# A College Waitlisting Model

May 4, 2014

Suppose a selective college wants $N_0$ students in their freshman class. How many students should they admit, and what's the distribution of the number of students they'll admit off the waitlist? Of course, you could just look for data from previous years, but in the fast-changing world of college admissions, data goes stale quickly. And honestly, I really enjoy simple probability models!

Suppose that each admitted student matriculates with some probability $p$, independently of all the other admits. The independence assumption sounds pretty reasonable to me--students each decide separately whether to matriculate, even if, admittedly, some of the random inputs to that decision are shared, like their experience on visit day. The equal matriculation probability assumption is definitely not true, as the top-ranked, stronger admits are less likely to matriculate than low-ranked, weaker admits at the margin, but the results we'll get with this assumption will be at least qualitatively right.
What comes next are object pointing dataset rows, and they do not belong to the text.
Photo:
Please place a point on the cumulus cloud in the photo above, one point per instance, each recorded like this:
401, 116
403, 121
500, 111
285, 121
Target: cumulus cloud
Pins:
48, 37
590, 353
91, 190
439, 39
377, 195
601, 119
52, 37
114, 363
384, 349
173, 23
Thus, if the school admits $n$ students, $N \sim \text{Bin}(n, p)$ will matriculate, or roughly $\mathcal{N}(np, np(1-p))$. The school is going to end up admitting about $N_0/p$ students, so let's simplify a little bit by assuming that the variance $\sigma^2 = np(1-p)$ is roughly $N_0(1-p)$.

Schools would rather admit too few students, filling up the remaining $N_0 - N$ slots with applicants on the waitlist. This is because the alternative, admitting too many students, requires them to scramble to find beds for the extra $N - N_0$ students. Therefore, let's suppose that the school's loss function is asymmetric: suppose a cost of 1 per student it needs to admit off the waitlist if too few students matriculate, and a cost of $K$ per extra student it needs to find a bed for if too many students matriculate. (Note that the cost of 1 is without loss of generality, since we can choose the units for the cost, and that we're thinking about $K$ as larger than 1).
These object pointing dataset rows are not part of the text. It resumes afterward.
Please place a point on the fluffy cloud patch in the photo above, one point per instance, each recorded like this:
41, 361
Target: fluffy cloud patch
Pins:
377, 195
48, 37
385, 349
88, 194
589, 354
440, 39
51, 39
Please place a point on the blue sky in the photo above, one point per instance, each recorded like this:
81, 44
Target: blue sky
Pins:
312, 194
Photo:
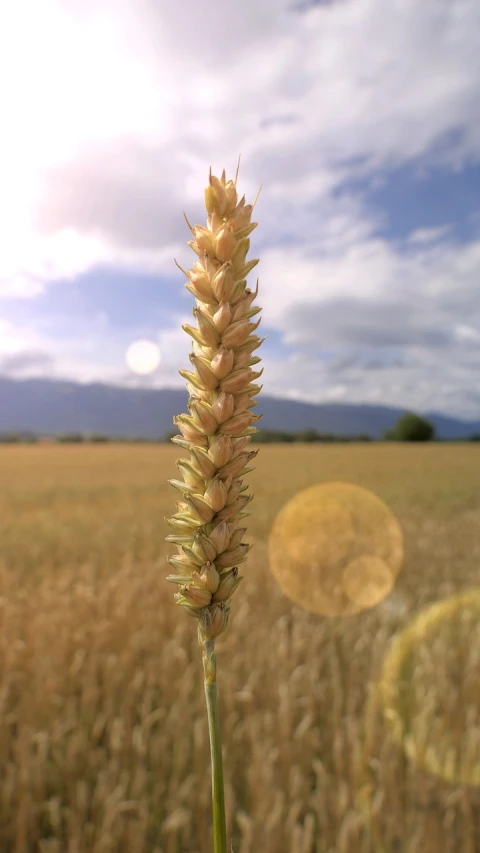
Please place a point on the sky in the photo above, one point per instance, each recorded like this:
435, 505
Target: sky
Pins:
359, 118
The admissions office chooses $n$, the number of admitted students, to minimize this loss. You can show that the optimal choice of $n$ is such that $N_0$ is the $\frac{K}{K+1}$ quantile of a $\mathcal{N}(np, N_0(1-p))$. This gives us $$n = \frac{N_0}{p} - \frac{\sqrt{N_0(1-p)}}{p}\Phi^{-1}\left(\frac{K}{K+1}\right),$$ where $\Phi$ is the standard normal cumulative distribution function.
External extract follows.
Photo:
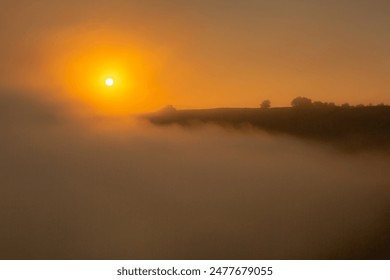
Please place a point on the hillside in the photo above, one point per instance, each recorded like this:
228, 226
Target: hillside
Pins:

$n$ decomposes nicely into two terms: The first, $\left(\frac{N_0}{p}\right)$, is the number of students the school would admit if they weren't afraid to overshoot their class-size target, (ie, with $K = 1$). The second term is the "fear-correction": because the school doesn't want to be overbooked, it admits fewer than it otherwise would. Note that the fear-correction term is of order $\sqrt{N_0}$ smaller than the main term, justifying the earlier constant-variance simplification.

As you'd expect, $n$ increases with $N_0$, the target class size. And as $K$ gets larger, colleges are more afraid of having too many people matriculate, and so admit fewer people. As the yield rate $p$ increases, colleges admit fewer students, though the fear-correction decreases because the college is more confident about the number of admitted students who will matriculate.

The number of people admitted off of the waitlist is the total undershoot, $(N_0 - N)^{+}$, (assuming everyone accepts if they're admitted off the waitlist). In particular, with probability $\frac{1}{K+1}$, nobody gets admitted off of the waitlist, and with probability $\frac{K}{K+1}$, the distribution of people admitted off the waitlist looks like a truncated normal distribution. With some painful integration, one can even find the mean of this distribution; the expected number of waitlist admits is: $$\sqrt{N_0(1-p)}\left[\Phi^{-1}\left(\frac{K}{K+1}\right)\left(\frac{K}{K+1}\right) + \phi\left(\Phi^{-1}\left(\frac{K}{K+1}\right)\right)\right],$$

where $\phi$ is the standard normal density. This looks somewhat daunting, but it's really just the standard deviation of the number of matriculants, $\sqrt{N_0(1-p)}$, times a term that depends only on the extra student cost $K$. We see that a college with a higher class-size target $N_0$ admits more people off the waitlist on average, and that colleges with higher yields $p$ tend to admit fewer students off the waitlist. The function of $K$ looks like this:

The parameters $N_0$ and $p$ can be found online; they are (approximately) the number of students in each freshman class and the college yield rate. $K$ is harder--schools don't publish the parameters they use in their utility functions!--but under this model we can instead estimate $\frac{1}{K+1}$, the probability that a school takes nobody off the waitlist, using historical waitlist data. Using data from the New York Times, I found that in 2011, out of 29 selective schools with available data, 10 didn't admit anyone off the waitlist. In 2012, out of 28 selective schools with available data, 7 admitted nobody off the waitlist. Aggregating this, we get a value of $\frac{1}{K+1}$ to be 17/57, (30.%), or $K \approx 2.4$. (Of course, each school presumably has it's own value of $K$, but aggregating them like this should at least give us a reasonable typical value).

Let's do an example: In 2013, Harvard admitted 2047 applicants, of whom 1659 (81.0%) matriculated, and then another 20 students off of the waitlist. Thus, if for Harvard we use $N_0 = 1679$, $p = 0.81$, and we use $K = 2.4$, then our model says that Harvard should admit 2060 students, (fear-corrected down from 2072), and (more interestingly!) that the distribution of students admitted off the waitlist should look like this:

(The mass function for 0 students isn't plotted because the model predicts it to be at 30%, way off the chart).

The expected number of waitlist admits for Harvard is 13.0, which you can find from the formula above, or the plot below, where I've plotted the expected number of waitlist admits for any school with some target class size and yield rate $p$:

So there you have it: Plug in the numbers for your school of choice to see how the distribution of waitlist admits looks!